Aunque no puede estar más cerrada, ni más distante, que el mundo de donde vengo. Si pudiese recordar cómo dejé el mundo de los duendes y fui a casa de los Webster… entonces, quizá, podría entrar en Ginebra.

Un poder nuevo, se dijo a sí mismo. Una nueva habilidad. Algo que se ha estado desarrollando en mí, sin que yo lo supiese. Algo que cualquier hombre, cualquier robot… y hasta quizá cualquier perro… podría hacer si conociese el camino.

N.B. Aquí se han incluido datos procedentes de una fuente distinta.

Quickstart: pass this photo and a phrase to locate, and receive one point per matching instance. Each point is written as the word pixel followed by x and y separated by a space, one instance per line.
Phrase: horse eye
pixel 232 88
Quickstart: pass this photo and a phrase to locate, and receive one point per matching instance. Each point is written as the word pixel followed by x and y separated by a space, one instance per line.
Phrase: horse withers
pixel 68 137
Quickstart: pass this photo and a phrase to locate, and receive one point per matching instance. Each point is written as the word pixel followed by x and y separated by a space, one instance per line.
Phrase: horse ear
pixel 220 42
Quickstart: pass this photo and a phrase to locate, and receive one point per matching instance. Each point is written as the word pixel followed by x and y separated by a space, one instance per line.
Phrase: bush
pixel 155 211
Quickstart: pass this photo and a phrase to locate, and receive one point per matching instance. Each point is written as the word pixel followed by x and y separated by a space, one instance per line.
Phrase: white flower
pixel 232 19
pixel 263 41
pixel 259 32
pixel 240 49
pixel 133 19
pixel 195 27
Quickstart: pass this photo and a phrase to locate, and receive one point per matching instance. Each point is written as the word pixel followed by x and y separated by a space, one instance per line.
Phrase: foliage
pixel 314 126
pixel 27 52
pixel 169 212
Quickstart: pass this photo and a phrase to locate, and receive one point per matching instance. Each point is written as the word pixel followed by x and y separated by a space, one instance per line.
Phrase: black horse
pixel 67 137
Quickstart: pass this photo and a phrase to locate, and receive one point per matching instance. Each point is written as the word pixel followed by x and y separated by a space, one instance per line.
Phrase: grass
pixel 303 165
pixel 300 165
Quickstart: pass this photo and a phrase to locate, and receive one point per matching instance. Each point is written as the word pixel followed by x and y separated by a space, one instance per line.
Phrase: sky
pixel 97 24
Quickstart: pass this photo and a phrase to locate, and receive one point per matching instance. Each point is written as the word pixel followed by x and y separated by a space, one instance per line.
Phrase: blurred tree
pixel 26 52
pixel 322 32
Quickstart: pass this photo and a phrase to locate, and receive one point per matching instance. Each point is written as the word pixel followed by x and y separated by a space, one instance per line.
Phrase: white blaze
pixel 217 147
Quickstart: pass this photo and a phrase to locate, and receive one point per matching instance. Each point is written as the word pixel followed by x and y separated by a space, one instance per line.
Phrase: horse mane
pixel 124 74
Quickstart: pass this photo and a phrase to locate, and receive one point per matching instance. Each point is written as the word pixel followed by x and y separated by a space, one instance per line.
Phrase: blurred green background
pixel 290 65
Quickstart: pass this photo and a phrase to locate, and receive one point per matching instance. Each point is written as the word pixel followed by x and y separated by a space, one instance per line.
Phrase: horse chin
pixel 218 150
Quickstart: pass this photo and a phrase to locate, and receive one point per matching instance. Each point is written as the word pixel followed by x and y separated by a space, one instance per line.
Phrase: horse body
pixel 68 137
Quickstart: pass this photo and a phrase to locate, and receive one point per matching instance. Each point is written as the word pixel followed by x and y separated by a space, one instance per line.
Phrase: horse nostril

Aunque quizá sea mi cuerpo lo que hace posible esos viajes. Este cuerpo que los perros me regalaron cuando cumplí siete mil años. Un cuerpo que es más que un cuerpo de carne. Un cuerpo que puede penetrar en los pensamientos de un oso o los sueños de un zorro, que puede adivinar los felices pensamientos de un ratoncito que corre por la hierba.

Los deseos cumplidos. Eso puede ser. La respuesta a ese anhelo raro e ilógico de cosas que no pueden ser, o que raramente son. Pero que son en verdad posibles si uno conoce el camino, si uno puede dirigir la mente y el cuerpo de tal modo que cualquier deseo pueda cumplirse.

Paseé por las colinas mil veces, recordó. Paseé por allí porque no podía irme, porque la nostalgia era demasiado fuerte, un poco metido en mí mismo pues había allí cosas, diferencias, que no quería ver.

Caminé por allí un millón de veces y fue necesario todo ese tiempo para que el poder tomase en mí suficiente fuerza y me permitiera volver.

Pues había caído en una trampa. La palabra, el pensamiento, el concepto que me habían llevado a ese mundo servían para ir, aunque no para volver. Pero había un modo de regresar. Un modo que yo no conocía. Que todavía no conozco.

—Decía usted que hay un modo —dijo Homer.

—¿Un modo?

—Sí, un modo de detener a las hormigas.

Jenkins hizo un signo afirmativo.

—Voy a descubrirlo. Voy a Ginebra.

Jon Webster despertó.

Y esto es raro, pensó, pues yo dije para siempre.

Iba a dormir por toda la eternidad, y la eternidad no tiene fin.

Todo lo demás era niebla, y olvido, pero esto en cambio brillaba claramente en su cerebro. Para siempre, y esto no era para siempre. Una palabra le entró en la mente, como si alguien golpeara con suavidad una puerta muy lejana.